Before we can look ahead, we must look back. What is it that started the bear market doom and gloom prediction that could cause the economy to succumb to a recession in 2016? Firstly, the business cycle is coming to a close across the globe as the economic engine of growth is slowing down. Commodity demand is soft, and prices have been in free fall. Corporate profits are weak and industrial production is contracting across the world and in America. Seeming most important to the American economic outlook is a paucity of jobs, despite research conveying that America is nearing “full” employment.

The question then becomes – what has changed? A slew of positive economic indicators surfaced for starters. GDP was revised upward to 1.0%, exceeding the consensus at 0.4%, the ISM manufacturing indices both came in above consensus at 49.5 and 53.4, respectively, and the employment indicator, nonfarm payrolls, exceeded the consensus at 242k vs 190k. This brought on the bulls and commodity prices have had massive rebounds in a short amount of time. It is not just oil that has been making big gains, but several others, including metals and agriculture. For example, look at the iron ore chart. In the last 60 days, iron has moved from about $34 to $59, before falling back to $50 in the blink of an eye. The move in the “sleepy” iron ore market is not a “normal” bull market rally.

As the old paradoxical riddle goes-what comes first, the chicken or the egg? Industrial metals rally, then energy rallies, and then the equity markets follows with oscillating swings. Rumors and stimulus seem to imbue the most influence on large swings in how traders and hedgers are preparing for the future. We constantly preach that fear and uncertainty drives markets. Despite commodity jumps, there are continued fears in Asia as China and Japan continue to produce weak economic data, only to be followed by moves of stimulus, or moves due to the lack of stimulus.
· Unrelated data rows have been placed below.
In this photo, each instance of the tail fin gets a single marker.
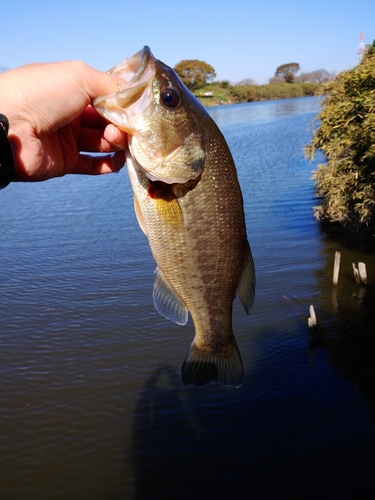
(202, 366)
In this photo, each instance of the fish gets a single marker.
(188, 202)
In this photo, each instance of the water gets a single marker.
(91, 401)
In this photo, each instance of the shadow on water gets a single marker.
(160, 445)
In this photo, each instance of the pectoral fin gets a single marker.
(246, 285)
(139, 216)
(166, 302)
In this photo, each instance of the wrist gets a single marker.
(6, 154)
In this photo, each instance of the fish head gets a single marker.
(162, 118)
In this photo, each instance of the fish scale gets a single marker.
(196, 226)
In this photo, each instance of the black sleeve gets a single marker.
(6, 155)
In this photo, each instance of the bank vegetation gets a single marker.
(345, 134)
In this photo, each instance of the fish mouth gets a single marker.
(136, 72)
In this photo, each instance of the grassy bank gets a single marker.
(217, 93)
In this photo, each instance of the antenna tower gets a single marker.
(361, 46)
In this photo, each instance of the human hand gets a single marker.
(51, 122)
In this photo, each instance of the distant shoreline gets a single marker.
(215, 94)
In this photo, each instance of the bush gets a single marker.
(346, 136)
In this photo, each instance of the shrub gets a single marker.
(346, 136)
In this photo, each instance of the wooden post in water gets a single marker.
(311, 321)
(336, 268)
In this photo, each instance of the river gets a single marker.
(91, 400)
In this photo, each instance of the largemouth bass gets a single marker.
(188, 202)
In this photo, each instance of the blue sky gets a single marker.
(239, 38)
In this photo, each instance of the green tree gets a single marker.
(195, 73)
(288, 71)
(346, 136)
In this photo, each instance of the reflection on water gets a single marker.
(91, 399)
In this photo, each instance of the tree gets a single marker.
(288, 71)
(246, 81)
(346, 136)
(194, 73)
(319, 76)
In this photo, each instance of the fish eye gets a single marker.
(170, 98)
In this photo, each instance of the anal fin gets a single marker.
(166, 302)
(246, 285)
(202, 366)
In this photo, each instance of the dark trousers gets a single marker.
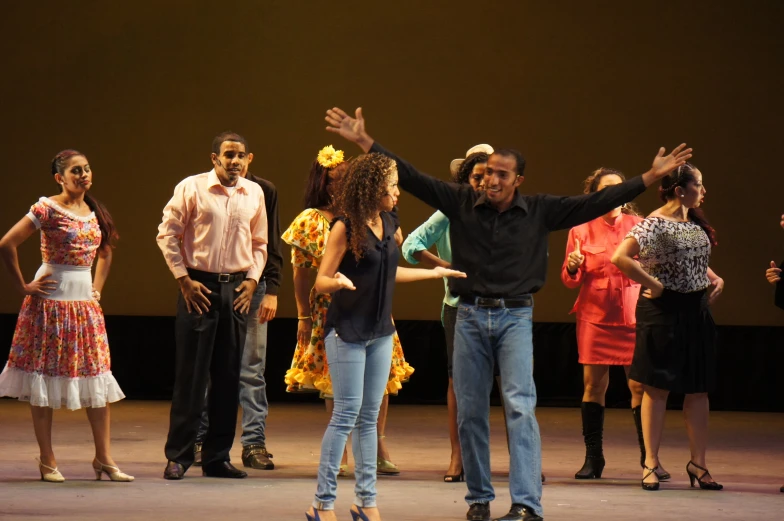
(208, 350)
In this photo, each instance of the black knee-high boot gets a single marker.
(637, 412)
(593, 428)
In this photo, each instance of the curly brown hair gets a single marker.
(359, 193)
(591, 183)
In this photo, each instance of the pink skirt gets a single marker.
(599, 344)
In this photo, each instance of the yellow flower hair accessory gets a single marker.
(329, 157)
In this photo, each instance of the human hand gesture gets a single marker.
(352, 129)
(195, 295)
(446, 272)
(663, 165)
(718, 287)
(773, 274)
(268, 308)
(654, 291)
(344, 282)
(576, 258)
(42, 287)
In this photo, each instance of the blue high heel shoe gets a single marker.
(360, 515)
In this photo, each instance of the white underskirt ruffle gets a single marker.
(60, 392)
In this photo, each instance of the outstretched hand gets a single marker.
(446, 272)
(664, 164)
(352, 129)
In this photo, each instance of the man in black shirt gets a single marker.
(263, 307)
(499, 239)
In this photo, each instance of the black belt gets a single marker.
(207, 276)
(526, 301)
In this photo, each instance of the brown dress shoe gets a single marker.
(257, 457)
(173, 471)
(197, 455)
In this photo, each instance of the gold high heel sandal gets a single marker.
(52, 477)
(114, 473)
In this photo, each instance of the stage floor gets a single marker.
(746, 454)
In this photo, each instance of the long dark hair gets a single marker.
(591, 184)
(682, 176)
(108, 232)
(359, 193)
(467, 166)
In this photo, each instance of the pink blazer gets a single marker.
(606, 296)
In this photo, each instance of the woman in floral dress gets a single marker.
(307, 236)
(60, 354)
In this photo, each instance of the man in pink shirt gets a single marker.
(214, 239)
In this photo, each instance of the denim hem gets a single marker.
(367, 502)
(323, 505)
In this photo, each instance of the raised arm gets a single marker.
(9, 244)
(623, 258)
(415, 274)
(434, 192)
(566, 212)
(423, 238)
(572, 269)
(329, 279)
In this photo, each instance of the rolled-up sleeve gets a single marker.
(427, 234)
(175, 218)
(259, 239)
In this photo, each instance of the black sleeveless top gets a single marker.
(366, 312)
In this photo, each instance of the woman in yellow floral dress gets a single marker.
(307, 236)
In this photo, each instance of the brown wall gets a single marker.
(143, 86)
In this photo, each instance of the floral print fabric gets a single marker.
(307, 235)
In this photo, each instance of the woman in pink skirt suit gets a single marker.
(606, 322)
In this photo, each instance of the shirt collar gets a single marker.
(518, 201)
(213, 181)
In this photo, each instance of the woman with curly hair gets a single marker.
(360, 269)
(675, 348)
(307, 235)
(435, 230)
(605, 317)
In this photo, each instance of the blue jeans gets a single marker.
(359, 376)
(484, 336)
(253, 387)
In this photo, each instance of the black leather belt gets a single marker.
(526, 301)
(207, 276)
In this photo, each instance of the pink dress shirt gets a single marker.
(606, 296)
(209, 227)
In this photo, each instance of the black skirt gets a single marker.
(676, 343)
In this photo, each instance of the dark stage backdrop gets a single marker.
(142, 87)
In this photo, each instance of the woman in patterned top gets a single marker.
(307, 235)
(605, 317)
(675, 348)
(60, 354)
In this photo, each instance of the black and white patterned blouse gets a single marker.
(674, 253)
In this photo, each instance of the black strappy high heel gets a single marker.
(704, 485)
(649, 486)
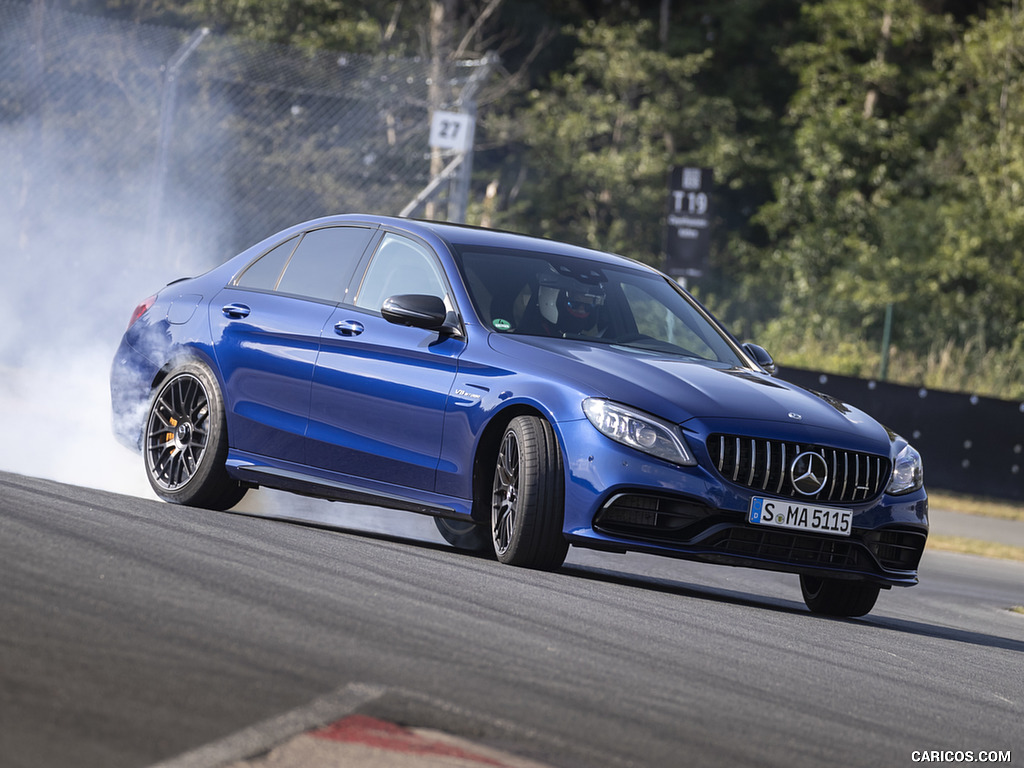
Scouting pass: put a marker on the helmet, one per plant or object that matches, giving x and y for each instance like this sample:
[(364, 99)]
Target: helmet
[(568, 305)]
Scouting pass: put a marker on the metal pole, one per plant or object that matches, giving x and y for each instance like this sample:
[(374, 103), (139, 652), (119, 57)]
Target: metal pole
[(167, 109), (459, 190), (887, 333)]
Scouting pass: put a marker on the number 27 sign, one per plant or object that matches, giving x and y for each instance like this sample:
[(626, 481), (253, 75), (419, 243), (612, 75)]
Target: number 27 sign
[(452, 130)]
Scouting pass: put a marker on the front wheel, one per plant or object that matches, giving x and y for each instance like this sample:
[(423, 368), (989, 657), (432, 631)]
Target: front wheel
[(465, 535), (185, 441), (527, 497), (836, 597)]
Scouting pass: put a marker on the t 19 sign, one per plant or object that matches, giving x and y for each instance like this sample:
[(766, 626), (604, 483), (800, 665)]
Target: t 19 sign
[(687, 238)]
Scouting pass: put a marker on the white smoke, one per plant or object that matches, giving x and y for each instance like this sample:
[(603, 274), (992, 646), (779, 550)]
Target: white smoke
[(72, 279)]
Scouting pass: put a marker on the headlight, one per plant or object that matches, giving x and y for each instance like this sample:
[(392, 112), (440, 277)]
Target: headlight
[(908, 472), (638, 430)]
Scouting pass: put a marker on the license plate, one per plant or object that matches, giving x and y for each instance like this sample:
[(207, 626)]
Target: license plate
[(783, 514)]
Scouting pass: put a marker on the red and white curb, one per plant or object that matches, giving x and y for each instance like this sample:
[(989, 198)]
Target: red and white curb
[(301, 739)]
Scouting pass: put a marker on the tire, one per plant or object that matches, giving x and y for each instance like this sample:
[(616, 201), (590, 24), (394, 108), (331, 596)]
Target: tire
[(465, 535), (527, 497), (185, 441), (836, 597)]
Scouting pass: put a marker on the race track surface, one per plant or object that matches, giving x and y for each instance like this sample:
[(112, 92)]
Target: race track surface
[(134, 631)]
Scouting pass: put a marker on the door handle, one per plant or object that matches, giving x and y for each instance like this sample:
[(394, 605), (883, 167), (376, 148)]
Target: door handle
[(236, 310), (348, 328)]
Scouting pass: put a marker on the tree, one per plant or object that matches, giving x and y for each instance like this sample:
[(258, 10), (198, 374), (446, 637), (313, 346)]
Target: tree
[(603, 133), (846, 222)]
Speaking of fear and uncertainty, recent swings in precious metals bring a unique view to recent volatility in global markets. There are many factors that swing the gold and precious metal market as currencies rise and fall, and Central Banks enter and exit stimulus plans, and monetary and fiscal policy drive lending rates, but this following chart seems to defy logic, and is worth a second look.

The Gold “coverage ratio” that shows the total number of gold claims relative to the physical gold that “backs” potential delivery requests hit a record of 542 ounces earlier in the year in potential paper claims to every ounce of physical gold. The physical to paper gold story should not in and of itself cause alarm and in no way does it tell the story of the recession, or a bottom or top of any market, but it expounds on the story that fear and uncertainty are continuing to drive current market conditions.

The boom and bust of business cycles often overshoot and undershoot expectations. As we have previously reported, the commodity cycle is often a foreshadowing tool of predicting the future tide path of economic health. We are only a quarter of the way through this New Year, and for some, the tide has brought in fears of recession, and to some the tide has already washed away those fears.

Uncertainty remains, as Japan and China look to stimulate growth, emerging markets look to reverse hard times, oil producing countries yearn for higher energy prices, and Europe is faced with the possibility of a “Brexit.”

Recession has not reached America yet, but before you pop “The Lego Movie” in the DVD player and sing along to the theme song “Everything is AWSOME!!,” know that the world economy has not magically been ameliorated overnight. In the world of economics, tides come and go rapidly, lifeguards can save your life, but at the end of the day no one can control the force of the undertow that is waiting to sweep swimmers out to sea.